Re: [PATCH v3] lib/crc: arm64: add NEON accelerated CRC64-NVMe implementation

Next message: Jakub Kicinski: "Re: [net-next v6 08/12] net: bnxt: Implement software USO"
Previous message: Jori Koolstra: "Re: [RFC PATCH v2 1/3] vfs: add support for empty path to openat2(2)"
In reply to: David Laight: "Re: [PATCH v3] lib/crc: arm64: add NEON accelerated CRC64-NVMe implementation"
Next in thread: David Laight: "Re: [PATCH v3] lib/crc: arm64: add NEON accelerated CRC64-NVMe implementation"
Messages sorted by: [ date ] [ thread ] [ subject ] [ author ]

From: Eric Biggers

Date: Sun Mar 29 2026 - 18:19:07 EST

On Sun, Mar 29, 2026 at 10:57:04PM +0100, David Laight wrote:
> Final thought:
> Is that allowing for the cost of kernel_fpu_begin()? - which I think only
> affects the first call.
> And the cost of the data-cache misses for the lookup table reads? - again
> worse for the first call.

I assume you mean kernel_neon_begin().

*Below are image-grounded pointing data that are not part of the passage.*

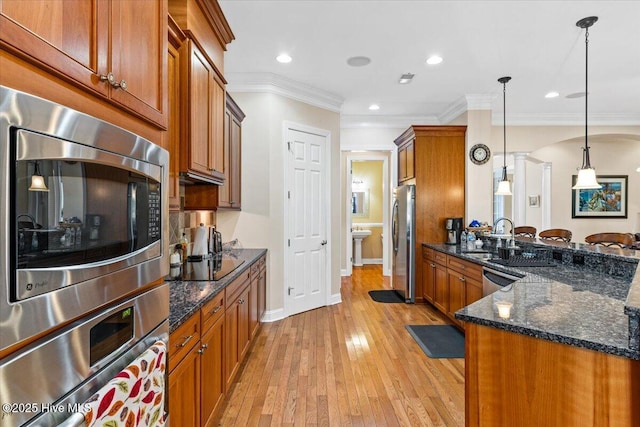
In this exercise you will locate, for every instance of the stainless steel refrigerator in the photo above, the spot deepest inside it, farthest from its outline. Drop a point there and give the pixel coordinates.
(403, 232)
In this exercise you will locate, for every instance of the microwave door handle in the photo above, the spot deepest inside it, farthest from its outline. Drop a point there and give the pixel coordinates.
(133, 220)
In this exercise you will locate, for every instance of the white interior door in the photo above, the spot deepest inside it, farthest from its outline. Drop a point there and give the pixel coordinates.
(306, 222)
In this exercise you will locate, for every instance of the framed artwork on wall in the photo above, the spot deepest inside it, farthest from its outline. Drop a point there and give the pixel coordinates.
(610, 201)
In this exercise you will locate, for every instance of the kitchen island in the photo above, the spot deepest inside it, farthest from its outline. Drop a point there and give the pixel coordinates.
(566, 353)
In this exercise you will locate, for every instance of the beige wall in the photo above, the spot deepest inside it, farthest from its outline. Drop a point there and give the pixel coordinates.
(260, 224)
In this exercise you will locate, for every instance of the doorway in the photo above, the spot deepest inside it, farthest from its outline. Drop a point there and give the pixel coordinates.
(367, 192)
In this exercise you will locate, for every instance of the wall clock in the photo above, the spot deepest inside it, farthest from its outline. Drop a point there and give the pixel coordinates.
(479, 154)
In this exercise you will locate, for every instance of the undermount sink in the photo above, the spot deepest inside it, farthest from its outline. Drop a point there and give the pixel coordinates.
(358, 236)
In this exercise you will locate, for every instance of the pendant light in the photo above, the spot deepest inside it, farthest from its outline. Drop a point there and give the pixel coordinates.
(504, 187)
(586, 174)
(37, 180)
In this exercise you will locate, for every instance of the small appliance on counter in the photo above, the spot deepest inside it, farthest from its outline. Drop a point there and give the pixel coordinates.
(454, 230)
(215, 241)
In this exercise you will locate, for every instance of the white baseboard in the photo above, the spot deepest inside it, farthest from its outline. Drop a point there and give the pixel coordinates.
(335, 299)
(273, 315)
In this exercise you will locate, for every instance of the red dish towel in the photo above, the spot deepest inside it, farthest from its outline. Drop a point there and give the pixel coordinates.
(134, 397)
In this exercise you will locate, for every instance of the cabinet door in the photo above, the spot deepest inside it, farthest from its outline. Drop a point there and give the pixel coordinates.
(212, 377)
(217, 127)
(224, 192)
(428, 279)
(199, 157)
(244, 338)
(175, 122)
(473, 291)
(456, 294)
(235, 163)
(138, 56)
(254, 320)
(184, 391)
(40, 32)
(262, 290)
(441, 288)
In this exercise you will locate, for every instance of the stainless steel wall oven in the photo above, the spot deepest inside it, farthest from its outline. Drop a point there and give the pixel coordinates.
(82, 207)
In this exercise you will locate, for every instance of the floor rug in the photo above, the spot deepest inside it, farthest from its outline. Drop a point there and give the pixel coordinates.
(385, 296)
(438, 341)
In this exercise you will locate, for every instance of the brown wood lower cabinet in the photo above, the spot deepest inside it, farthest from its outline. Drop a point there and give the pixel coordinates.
(517, 380)
(206, 352)
(454, 282)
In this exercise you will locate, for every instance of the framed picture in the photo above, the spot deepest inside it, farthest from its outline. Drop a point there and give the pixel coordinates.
(610, 201)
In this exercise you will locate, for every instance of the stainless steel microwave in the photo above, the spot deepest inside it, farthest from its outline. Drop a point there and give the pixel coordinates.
(82, 207)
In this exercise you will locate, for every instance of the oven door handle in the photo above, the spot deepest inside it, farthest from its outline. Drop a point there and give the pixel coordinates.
(75, 420)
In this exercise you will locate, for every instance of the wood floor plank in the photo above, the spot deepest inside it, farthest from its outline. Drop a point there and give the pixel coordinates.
(350, 364)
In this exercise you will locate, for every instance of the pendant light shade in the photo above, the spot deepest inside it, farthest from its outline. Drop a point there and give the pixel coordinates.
(504, 187)
(586, 174)
(37, 180)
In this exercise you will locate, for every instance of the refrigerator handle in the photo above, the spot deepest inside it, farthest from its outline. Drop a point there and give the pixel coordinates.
(394, 226)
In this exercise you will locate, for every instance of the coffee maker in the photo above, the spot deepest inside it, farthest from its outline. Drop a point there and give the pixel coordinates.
(454, 229)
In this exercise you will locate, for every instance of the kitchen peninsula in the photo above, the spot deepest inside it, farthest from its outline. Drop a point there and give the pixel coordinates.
(212, 325)
(567, 351)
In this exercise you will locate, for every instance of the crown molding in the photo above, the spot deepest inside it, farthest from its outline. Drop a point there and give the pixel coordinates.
(278, 85)
(566, 119)
(384, 122)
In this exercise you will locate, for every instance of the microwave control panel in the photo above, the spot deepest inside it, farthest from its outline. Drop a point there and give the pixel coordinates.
(154, 213)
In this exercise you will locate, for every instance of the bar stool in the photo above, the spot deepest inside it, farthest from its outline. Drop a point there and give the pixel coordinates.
(557, 234)
(620, 240)
(525, 231)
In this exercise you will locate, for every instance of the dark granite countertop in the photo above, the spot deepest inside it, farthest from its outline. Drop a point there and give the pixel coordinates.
(585, 306)
(186, 297)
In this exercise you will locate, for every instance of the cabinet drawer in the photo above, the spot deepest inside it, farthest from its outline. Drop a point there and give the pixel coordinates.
(183, 339)
(440, 258)
(469, 269)
(236, 286)
(212, 311)
(255, 269)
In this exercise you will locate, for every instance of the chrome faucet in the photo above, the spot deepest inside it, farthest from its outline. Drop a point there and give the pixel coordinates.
(512, 244)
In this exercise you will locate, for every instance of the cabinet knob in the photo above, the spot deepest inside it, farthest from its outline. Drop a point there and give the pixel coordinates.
(186, 340)
(111, 79)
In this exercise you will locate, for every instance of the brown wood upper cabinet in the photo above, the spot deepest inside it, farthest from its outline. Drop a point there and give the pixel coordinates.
(115, 50)
(406, 161)
(202, 96)
(230, 193)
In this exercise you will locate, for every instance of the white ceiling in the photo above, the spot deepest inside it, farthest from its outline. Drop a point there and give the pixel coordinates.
(535, 42)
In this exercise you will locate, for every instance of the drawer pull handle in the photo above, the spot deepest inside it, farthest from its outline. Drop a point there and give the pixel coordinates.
(203, 348)
(186, 340)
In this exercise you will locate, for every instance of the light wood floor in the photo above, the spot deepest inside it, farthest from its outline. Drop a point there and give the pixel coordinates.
(350, 364)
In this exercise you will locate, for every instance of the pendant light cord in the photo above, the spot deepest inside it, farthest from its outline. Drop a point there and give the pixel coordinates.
(504, 124)
(587, 161)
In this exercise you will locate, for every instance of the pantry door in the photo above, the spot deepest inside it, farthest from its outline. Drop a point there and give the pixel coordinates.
(307, 201)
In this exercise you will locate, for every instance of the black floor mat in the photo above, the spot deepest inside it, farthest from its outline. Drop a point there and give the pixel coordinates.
(438, 341)
(385, 296)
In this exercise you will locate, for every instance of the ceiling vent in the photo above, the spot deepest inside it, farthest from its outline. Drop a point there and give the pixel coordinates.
(406, 78)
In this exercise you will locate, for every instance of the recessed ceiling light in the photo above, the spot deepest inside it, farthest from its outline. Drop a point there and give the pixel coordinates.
(406, 78)
(283, 58)
(358, 61)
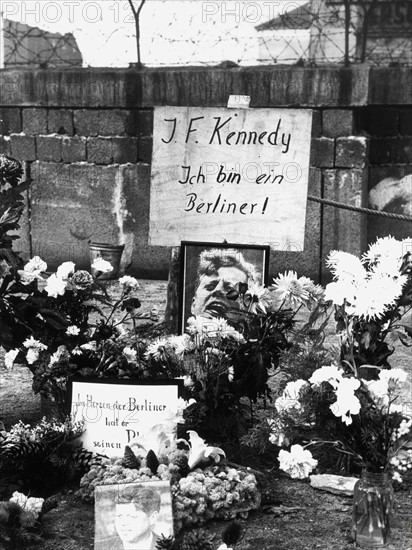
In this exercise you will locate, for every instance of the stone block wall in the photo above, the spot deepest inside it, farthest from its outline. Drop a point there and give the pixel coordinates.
(390, 168)
(86, 139)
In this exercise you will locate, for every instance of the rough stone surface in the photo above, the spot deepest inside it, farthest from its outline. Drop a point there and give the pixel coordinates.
(23, 147)
(392, 175)
(383, 122)
(351, 152)
(343, 229)
(123, 88)
(391, 151)
(112, 122)
(60, 121)
(124, 149)
(34, 121)
(5, 145)
(73, 149)
(337, 122)
(306, 261)
(322, 154)
(339, 485)
(145, 147)
(10, 120)
(405, 121)
(49, 148)
(86, 122)
(99, 150)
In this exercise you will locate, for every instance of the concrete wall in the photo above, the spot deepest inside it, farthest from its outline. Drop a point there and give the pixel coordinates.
(86, 138)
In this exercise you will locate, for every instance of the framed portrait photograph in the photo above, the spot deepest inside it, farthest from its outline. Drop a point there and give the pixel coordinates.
(132, 516)
(210, 270)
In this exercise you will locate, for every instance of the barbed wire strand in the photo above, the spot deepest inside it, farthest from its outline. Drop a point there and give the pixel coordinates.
(360, 209)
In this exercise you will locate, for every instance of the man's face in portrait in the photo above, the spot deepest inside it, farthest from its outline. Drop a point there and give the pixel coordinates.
(210, 296)
(133, 525)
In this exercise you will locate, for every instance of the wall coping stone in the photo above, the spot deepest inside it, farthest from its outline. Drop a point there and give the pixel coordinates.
(268, 86)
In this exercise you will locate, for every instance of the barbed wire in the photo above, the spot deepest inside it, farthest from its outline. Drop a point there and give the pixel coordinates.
(314, 33)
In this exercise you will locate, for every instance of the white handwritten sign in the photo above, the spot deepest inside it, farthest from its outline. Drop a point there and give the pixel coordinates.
(116, 415)
(239, 175)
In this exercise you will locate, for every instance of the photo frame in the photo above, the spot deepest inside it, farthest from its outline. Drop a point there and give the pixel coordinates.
(200, 260)
(129, 515)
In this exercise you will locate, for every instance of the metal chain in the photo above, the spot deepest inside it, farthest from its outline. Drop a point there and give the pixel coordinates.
(360, 209)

This is an arm64 patch. (I
encourage you to actually read the code. You seem to send a lot of
speculation-heavy comments without actually reading the code.)

Currently, the benchmark in crc_kunit just measures the throughput in a
loop (as has been discussed before). So no, it doesn't currently
capture the overhead of pulling code and data into cache. For NEON
register use it captures only the amortized overhead.

Note that using PMULL saves having to pull the table into memory, while
using the table is a bit less code and saves having to use kernel-mode
NEON. So both have their advantages and disadvantages.

This patch does fall back to the table for the last 'len & ~15' bytes,
which means the table may be needed anyway. That is not the optimal way
to do it, and it's something to address later when this is replaced with
something similar to x86's crc-pclmul-template.S.

- Eric